Sascha Hoogendoorn is seeing a rapid rise in home delivery services. “People are ordering much more online and having it delivered. The Netherlands was behind other nations such as the USA, Great Britain and countries in Asia. If people now experience the convenience of home delivery and jump the hurdle of online ordering, you can expect a lasting change. It could have a major long-term impact. Neighbourhood supermarkets are already disappearing. Will the larger supermarkets follow suit? Or will there be a rebound to small-scale and local? There will be clear consequences for urban traffic flows.”

‘Working at home could become the norm’

Her colleague Serge Hoogendoorn is interested in what the massive scale of working at home will bring. “We know that some forms of nudging (a subtle push to change behaviour, eds.) do cause lasting behaviour change. Perhaps this will also be the case for working at home when this crisis is over. It could be that after the crisis it becomes the norm and will be combined with video conferencing.”

Hans van Lint heads the DiTT lab (Data Analytics & Traffic Simulation Lab) and tries to measure the impact of these types of behaviour change and to create models using the data. “Imagine if 5% to 10% of people continue working at home after the corona crisis. This is a reasonable percentage. What would happen to the traffic flows? We could simulate this if we had survey data.”

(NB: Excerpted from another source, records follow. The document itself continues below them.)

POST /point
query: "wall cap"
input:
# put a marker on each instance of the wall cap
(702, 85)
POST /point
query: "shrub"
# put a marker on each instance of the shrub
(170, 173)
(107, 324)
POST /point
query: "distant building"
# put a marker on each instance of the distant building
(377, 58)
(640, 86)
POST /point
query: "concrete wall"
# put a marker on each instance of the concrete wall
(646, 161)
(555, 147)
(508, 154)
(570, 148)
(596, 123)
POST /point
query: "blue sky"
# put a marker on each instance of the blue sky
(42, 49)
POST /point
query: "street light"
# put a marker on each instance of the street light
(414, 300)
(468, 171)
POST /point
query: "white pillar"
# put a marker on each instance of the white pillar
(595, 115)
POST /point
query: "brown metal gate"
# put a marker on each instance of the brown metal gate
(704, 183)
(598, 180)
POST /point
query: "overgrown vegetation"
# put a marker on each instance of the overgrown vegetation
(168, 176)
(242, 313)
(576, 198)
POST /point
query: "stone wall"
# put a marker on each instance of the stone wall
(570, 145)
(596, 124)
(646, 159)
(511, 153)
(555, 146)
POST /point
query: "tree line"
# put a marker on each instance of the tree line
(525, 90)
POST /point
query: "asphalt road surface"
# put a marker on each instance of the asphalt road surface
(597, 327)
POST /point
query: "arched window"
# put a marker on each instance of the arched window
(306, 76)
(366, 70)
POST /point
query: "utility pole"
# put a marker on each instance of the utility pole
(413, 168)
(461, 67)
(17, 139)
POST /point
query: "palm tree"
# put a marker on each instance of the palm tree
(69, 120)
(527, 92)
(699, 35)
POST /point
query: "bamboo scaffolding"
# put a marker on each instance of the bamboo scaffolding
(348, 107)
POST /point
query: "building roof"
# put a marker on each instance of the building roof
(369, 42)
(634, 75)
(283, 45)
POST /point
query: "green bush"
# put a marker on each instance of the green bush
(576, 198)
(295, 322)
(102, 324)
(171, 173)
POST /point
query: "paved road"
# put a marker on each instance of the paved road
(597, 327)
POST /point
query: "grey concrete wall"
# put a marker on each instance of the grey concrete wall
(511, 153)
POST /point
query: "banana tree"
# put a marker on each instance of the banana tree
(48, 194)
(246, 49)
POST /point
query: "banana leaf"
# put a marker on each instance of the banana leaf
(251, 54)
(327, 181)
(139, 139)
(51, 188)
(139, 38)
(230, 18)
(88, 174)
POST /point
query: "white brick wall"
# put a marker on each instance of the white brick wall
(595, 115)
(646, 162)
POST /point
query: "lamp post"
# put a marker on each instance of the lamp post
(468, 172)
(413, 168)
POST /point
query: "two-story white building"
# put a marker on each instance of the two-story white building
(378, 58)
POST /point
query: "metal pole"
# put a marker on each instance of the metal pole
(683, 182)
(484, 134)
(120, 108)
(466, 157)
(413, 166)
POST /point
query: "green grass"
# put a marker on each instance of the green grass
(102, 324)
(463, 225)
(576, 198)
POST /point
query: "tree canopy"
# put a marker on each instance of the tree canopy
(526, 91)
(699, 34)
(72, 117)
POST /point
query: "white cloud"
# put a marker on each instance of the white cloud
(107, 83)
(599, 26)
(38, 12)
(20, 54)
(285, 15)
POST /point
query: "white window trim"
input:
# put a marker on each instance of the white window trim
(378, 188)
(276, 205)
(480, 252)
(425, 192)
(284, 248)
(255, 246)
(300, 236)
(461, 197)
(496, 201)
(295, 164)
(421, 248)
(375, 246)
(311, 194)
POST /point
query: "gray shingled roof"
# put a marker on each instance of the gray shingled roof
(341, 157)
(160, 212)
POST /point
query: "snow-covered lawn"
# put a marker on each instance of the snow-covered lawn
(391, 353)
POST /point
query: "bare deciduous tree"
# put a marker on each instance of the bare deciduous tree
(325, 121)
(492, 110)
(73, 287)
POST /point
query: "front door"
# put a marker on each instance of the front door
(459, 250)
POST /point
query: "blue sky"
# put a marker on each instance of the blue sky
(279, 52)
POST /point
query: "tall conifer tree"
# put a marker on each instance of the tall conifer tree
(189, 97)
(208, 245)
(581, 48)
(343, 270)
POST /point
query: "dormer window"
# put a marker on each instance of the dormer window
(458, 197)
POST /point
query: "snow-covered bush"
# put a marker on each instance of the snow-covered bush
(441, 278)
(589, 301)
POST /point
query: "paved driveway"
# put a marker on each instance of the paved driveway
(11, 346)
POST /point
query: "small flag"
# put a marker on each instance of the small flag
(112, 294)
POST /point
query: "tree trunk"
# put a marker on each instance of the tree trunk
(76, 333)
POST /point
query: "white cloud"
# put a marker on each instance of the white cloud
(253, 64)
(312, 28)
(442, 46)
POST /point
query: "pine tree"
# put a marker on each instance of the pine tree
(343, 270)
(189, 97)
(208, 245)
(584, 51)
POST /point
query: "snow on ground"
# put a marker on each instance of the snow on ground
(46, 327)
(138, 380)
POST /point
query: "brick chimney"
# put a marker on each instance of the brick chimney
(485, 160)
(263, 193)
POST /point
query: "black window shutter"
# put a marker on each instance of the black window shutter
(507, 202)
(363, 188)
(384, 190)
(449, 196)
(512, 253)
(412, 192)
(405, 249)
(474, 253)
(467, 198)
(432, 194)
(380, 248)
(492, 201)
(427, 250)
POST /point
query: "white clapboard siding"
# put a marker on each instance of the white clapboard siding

The researchers are also working on the implications for public transport. People are currently avoiding public transport and are taking the car, bicycle or walking further. “The demand for public transport has dropped and the supply has also been reduced,” says Serge Hoogendoorn. “Even newer forms of mobility, such as Uber, are suffering. The question is the extent to which these effects will slow down the introduction of new forms of mobility. Take Mobility as a Service (MaaS) for example. The idea behind MaaS is that planning, booking and paying for all available forms of transport is done on an app. These could be shared bicycles, cars and scooters or trains, trams, taxis or water taxis. At some point, people could even share their own cars or bicycles. All these different forms of transport could be combined and customised to accommodate travellers’ preferences and improve the mobility system.”